Sex Differences In Cancer Outcomes With Body Composition
The Ippolito Lab is investigating sex differences in body composition measured with CT as a way to predict outcomes in cancer patients. Not only do sex differences in nutrient consumption exist, but sex differences in fat deposition exist as well in both children and adults. Males have increased visceral fat, (the fat that encases the abdominal organs) that has been linked with metabolic syndrome, diabetes, and poor cancer outcomes. We discovered that although visceral fat is higher in males with renal cell (kidney) carcinoma, it selectively identified a subgroup of females with remarkably poor outcomes compared to everyone else.
These findings suggest the presence of a “third metabolic sex” consisting of males, females, and females with male-pattern metabolism when determining cancer patient outcomes. We are developing automated tools to measure body composition in cancer patients for applications in several different types of cancers.
Sex Differences in Cancer Cell Metabolism
Our lab is investigating sex differences in cellular metabolism as a way to explain the sex disparities seen in cancer. In cancers throughout the body, males have higher incidence and mortality compared to females. This is not only true in adults, but pre-pubertal children as well, suggesting a cell-intrinsic effect rather than solely being due to the effects of sex hormones. This is further underscored by the discovery that male embryos consume twice as much nutrients than females and grow at a faster rate.
Our lab is investigating the hypothesis that increased nutrient consumption and metabolism seen in males is recapitulated in cancer and underlies the sex disparities in outcomes. We are using a combination of mass spectrometry, NMR, metabolic PET and MR imaging, and genome engineering to identify sex-specific metabolic vulnerabilities, focusing on the invariably lethal brain tumor, glioblastoma.
Metabolic Markers for Lethal Prostate Cancer
Prostate cancer is a significant cause of mortality in American men. Unfortunately, prostate cancer is a heterogeneous disease that ranges the spectrum from indolent to aggressive. Currently, clinicians face the problem of not having adequate imaging and molecular biomarkers to predict outcomes and treatment options in men at initial diagnosis. The Ippolito Lab is attempting to develop a clinical workflow that incorporates molecular imaging on the systemic and tissue scales at initial diagnosis. We are investigating how the prostate cancer glycome (i.e. the sugar coating around the tumor cells) is different between indolent and lethal forms of prostate cancer.

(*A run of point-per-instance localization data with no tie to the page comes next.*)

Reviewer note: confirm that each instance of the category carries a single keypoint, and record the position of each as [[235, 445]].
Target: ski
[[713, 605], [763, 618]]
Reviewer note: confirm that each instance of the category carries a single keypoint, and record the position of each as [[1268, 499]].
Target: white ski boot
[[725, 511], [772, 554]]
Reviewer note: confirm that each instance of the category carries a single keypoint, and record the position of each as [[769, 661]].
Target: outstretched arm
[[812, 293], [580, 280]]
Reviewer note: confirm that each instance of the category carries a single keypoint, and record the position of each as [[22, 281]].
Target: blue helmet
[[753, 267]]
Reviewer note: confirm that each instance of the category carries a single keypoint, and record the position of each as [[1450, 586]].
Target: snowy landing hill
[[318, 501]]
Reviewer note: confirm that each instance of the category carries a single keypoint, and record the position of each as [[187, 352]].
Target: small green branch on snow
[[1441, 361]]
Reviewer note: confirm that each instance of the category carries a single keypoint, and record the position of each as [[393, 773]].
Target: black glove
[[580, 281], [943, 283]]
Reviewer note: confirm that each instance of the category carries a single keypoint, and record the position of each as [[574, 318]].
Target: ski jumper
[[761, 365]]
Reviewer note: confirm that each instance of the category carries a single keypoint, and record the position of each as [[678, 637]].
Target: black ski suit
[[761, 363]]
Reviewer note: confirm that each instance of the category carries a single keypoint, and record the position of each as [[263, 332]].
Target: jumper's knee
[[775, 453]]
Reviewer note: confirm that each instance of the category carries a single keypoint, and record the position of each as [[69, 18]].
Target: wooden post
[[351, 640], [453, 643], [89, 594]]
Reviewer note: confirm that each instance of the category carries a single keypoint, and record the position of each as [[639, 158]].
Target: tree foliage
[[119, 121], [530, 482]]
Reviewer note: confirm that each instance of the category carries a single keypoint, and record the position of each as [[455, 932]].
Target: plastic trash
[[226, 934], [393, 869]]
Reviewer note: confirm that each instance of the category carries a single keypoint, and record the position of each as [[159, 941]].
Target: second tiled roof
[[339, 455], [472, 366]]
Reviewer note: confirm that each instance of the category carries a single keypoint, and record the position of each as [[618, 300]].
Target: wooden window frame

Through funding from the Prostate Cancer Foundation and the Department of Defense, our lab is developing a PET imaging agent that can potentially identify the glycomes that are unique to lethal prostate cancer.

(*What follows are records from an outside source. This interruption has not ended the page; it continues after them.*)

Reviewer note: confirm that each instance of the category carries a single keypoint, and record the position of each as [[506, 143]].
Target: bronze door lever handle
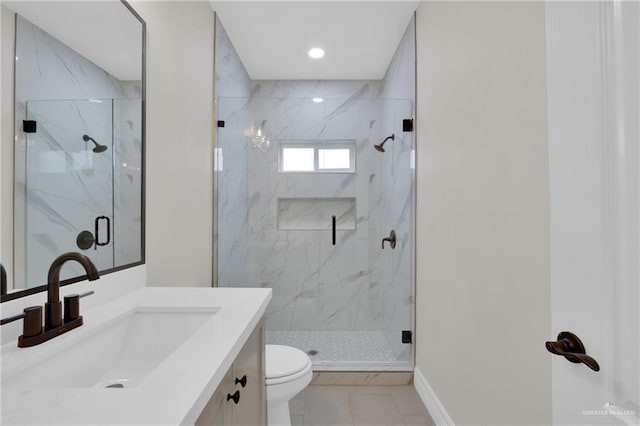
[[571, 347]]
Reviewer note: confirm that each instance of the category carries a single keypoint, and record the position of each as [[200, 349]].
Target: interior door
[[69, 185], [593, 90]]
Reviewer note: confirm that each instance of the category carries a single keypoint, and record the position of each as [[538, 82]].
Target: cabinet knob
[[242, 381], [235, 397]]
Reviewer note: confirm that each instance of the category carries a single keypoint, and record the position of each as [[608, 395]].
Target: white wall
[[483, 309], [178, 141], [6, 136]]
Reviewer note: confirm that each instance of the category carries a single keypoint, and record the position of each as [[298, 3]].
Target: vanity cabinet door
[[248, 368], [218, 411]]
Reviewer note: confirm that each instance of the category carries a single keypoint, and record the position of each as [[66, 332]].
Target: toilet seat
[[284, 364]]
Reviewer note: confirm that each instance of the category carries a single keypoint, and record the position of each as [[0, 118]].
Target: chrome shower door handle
[[97, 231], [391, 238], [333, 230]]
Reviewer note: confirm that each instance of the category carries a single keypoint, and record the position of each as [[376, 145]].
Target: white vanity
[[155, 356]]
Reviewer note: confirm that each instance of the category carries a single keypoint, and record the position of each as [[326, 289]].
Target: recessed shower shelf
[[316, 213]]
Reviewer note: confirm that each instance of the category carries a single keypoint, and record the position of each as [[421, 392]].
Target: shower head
[[99, 148], [380, 147]]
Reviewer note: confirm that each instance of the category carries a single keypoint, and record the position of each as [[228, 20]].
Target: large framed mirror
[[76, 143]]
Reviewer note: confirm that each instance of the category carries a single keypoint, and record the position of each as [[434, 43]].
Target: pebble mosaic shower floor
[[331, 348]]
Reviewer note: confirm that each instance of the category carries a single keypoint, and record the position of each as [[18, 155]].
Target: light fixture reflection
[[316, 53], [257, 136]]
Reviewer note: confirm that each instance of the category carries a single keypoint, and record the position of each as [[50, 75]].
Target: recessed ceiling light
[[316, 53]]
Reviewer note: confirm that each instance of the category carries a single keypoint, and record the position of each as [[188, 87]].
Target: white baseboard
[[430, 399]]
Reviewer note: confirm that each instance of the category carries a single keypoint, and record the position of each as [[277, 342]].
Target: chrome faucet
[[32, 331], [53, 307], [391, 239]]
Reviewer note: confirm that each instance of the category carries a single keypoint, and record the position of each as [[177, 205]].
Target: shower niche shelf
[[316, 213]]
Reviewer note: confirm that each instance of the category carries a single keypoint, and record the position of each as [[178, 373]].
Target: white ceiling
[[105, 32], [273, 37]]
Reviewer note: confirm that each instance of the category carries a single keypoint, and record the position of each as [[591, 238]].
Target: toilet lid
[[281, 361]]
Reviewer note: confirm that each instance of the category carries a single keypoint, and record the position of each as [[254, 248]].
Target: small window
[[317, 156]]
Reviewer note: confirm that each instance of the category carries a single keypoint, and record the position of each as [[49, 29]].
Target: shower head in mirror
[[98, 148], [381, 146]]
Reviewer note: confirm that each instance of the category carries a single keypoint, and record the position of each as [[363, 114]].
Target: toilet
[[288, 371]]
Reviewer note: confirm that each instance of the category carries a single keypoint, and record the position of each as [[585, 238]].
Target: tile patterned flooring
[[358, 406], [341, 347]]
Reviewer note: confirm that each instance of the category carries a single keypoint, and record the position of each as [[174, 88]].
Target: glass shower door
[[303, 201], [69, 185]]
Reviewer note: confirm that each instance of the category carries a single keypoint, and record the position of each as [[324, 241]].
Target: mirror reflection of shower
[[380, 147], [99, 148]]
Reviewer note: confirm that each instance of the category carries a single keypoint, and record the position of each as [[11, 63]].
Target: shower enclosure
[[73, 180], [303, 202]]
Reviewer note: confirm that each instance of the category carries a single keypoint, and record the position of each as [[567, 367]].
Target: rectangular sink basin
[[120, 353]]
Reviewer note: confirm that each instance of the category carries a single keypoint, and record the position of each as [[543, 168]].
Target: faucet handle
[[72, 306], [32, 324]]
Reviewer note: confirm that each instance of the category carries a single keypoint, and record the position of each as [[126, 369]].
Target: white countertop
[[177, 390]]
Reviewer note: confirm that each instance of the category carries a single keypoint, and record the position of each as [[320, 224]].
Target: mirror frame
[[41, 288]]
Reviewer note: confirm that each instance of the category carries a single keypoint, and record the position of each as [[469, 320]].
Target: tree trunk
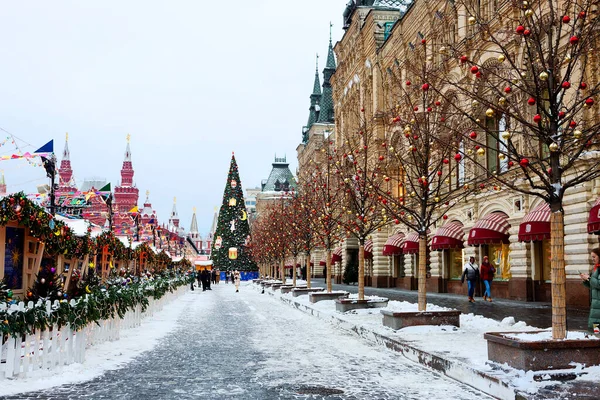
[[328, 275], [308, 270], [422, 274], [557, 275], [361, 270], [294, 272]]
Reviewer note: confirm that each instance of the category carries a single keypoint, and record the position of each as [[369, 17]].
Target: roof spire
[[66, 153], [326, 103]]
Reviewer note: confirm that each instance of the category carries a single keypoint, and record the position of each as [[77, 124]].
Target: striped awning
[[369, 249], [536, 224], [392, 245], [493, 228], [594, 219], [449, 236], [410, 244], [337, 255]]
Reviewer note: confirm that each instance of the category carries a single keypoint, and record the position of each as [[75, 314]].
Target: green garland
[[114, 299]]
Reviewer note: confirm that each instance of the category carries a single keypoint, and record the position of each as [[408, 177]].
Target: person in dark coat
[[471, 272], [487, 272], [592, 281]]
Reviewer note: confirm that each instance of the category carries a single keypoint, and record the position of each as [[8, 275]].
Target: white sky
[[191, 81]]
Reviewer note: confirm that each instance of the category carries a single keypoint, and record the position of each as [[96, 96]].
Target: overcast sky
[[190, 80]]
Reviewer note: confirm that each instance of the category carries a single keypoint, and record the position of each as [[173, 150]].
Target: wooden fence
[[52, 348]]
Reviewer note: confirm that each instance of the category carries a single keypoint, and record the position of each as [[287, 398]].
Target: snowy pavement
[[226, 345]]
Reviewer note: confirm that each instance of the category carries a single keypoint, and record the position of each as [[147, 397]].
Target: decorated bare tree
[[425, 176], [527, 76], [319, 183]]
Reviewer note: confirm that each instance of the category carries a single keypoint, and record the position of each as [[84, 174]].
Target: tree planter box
[[541, 354], [343, 305], [299, 292], [288, 289], [399, 320], [320, 296]]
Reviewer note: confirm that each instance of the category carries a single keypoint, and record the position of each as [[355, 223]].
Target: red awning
[[536, 224], [594, 219], [449, 236], [337, 255], [392, 246], [410, 244], [369, 249], [492, 228]]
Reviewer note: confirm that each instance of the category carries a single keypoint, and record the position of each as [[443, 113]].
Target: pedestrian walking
[[592, 281], [192, 278], [471, 272], [487, 272], [237, 280]]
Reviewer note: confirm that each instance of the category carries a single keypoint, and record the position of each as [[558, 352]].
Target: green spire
[[315, 99], [326, 112]]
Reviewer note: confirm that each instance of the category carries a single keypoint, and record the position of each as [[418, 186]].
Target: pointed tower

Clinical Molecular Imaging of Prostate Cancer
We are using novel diffusion imaging with MRI coupled with artificial intelligence (AI) to non-invasively predict the histology of prostate cancer in patients. The Ippolito Lab is using diffusion basis spectrum imaging (DBSI) coupled with artificial neural networks to predict the Gleason Grade Group of patients undergoing active surveillance for known prostate cancer. To improve our modeling of in vivo data, we are coupling high resolution ex vivo MR imaging and mass spectrometry multi-omic imaging to correlate MR imaging metrics with specific molecular identities that can be used to predict outcomes.
The lab, led by Joseph Ippolito, MD, PhD, consists of an interdisciplinary team of trainees and established scientists with experience that runs the gamut from laboratory biology and multi-omics to imaging and therapeutic trials.